Introduction to Vocabularies
Scope
This module is in intended to introduce vocabularies and to provide initial steps and guidance on starting a vocabulary with minimum elements. This module will also explain the rationale for vocabularies within the context of Knowledge Graph data management.
Audience
The content is primarily targeted to managers and users (vocab owners and contributors) of established vocabularies. It is assumed that learners have some experience with using document management or version control systems, and general familiarity with data management in practice.
Outcome
These modules are intended to provide an introduction to vocabulary creation and management, and provide initial guidance on best practice for administration and management of vocabularies within part of broader data management systems. It is recommended that users independently access other resources (see references here), as part of ongoing independent learning.
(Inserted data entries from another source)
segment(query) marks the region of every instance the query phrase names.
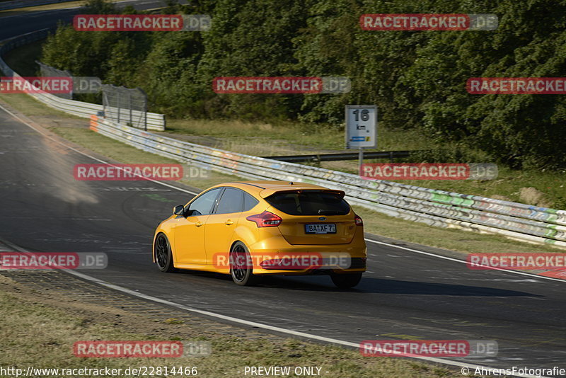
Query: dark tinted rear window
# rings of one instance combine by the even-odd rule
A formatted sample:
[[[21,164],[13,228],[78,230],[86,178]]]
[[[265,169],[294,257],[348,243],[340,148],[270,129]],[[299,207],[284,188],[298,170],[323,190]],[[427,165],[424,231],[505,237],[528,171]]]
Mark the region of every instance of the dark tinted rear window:
[[[241,212],[243,202],[243,192],[234,188],[226,188],[218,202],[216,214]]]
[[[253,196],[246,193],[243,193],[243,211],[251,210],[258,203],[260,203],[260,201],[254,198]]]
[[[340,195],[318,190],[279,193],[265,200],[289,215],[345,215],[350,205]]]

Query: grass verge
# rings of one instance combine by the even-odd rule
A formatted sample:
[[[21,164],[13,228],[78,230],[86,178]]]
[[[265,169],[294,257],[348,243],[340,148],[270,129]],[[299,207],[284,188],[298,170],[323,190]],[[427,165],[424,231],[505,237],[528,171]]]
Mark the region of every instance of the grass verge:
[[[357,350],[337,346],[283,337],[241,339],[214,332],[204,325],[155,323],[149,318],[117,311],[103,305],[73,305],[69,303],[71,299],[58,293],[38,296],[33,290],[1,275],[0,287],[0,366],[4,368],[18,367],[25,372],[29,366],[109,367],[122,369],[123,372],[129,367],[196,367],[199,376],[215,378],[243,376],[238,372],[246,366],[311,366],[321,367],[321,375],[328,378],[461,376],[446,367],[400,358],[363,357]],[[212,353],[207,357],[178,358],[79,358],[73,355],[72,345],[76,341],[95,340],[204,340],[211,343]],[[59,374],[62,376],[69,374]],[[126,375],[122,373],[120,377]]]

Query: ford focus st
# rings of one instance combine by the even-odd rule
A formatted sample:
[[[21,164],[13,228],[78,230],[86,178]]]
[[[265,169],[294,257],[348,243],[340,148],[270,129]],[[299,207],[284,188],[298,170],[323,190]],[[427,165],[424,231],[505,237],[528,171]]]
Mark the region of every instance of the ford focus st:
[[[240,285],[265,275],[329,275],[340,288],[366,270],[364,225],[342,190],[284,181],[213,186],[157,227],[154,262],[163,272],[231,275]]]

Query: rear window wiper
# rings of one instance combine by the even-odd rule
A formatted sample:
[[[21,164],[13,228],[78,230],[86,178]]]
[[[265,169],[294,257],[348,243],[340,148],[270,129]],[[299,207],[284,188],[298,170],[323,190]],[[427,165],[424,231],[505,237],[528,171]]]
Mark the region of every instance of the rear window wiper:
[[[338,210],[330,210],[328,209],[320,209],[318,210],[318,214],[320,215],[338,215],[340,212],[341,212]]]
💡 Identifies troubleshooting tips, common errors and potential issues.
🚧 Exercises
An Introduction to Vocabularies
As languages speakers, we have developed the categorization of "things" as a means to both understand and communicate our experience of the world. The sheer volume of data that we interact with has necessitated approaches to using our shared understanding of language and naming. Particularly when using information as part of large-scale data holdings, it can be beneficial to encourage consistency through the use of controlled vocabularies.
When sharing information across diverse groups of people (or perhaps software applications), there is need for a common understanding of exactly what is being referred to. This is where controlled vocabularies provide a structure from which terminology applied to information can be driven from an agreed stated understanding of that concept. That understanding can be a definition for human understanding, or a machine-readable unique identifier for machine processing.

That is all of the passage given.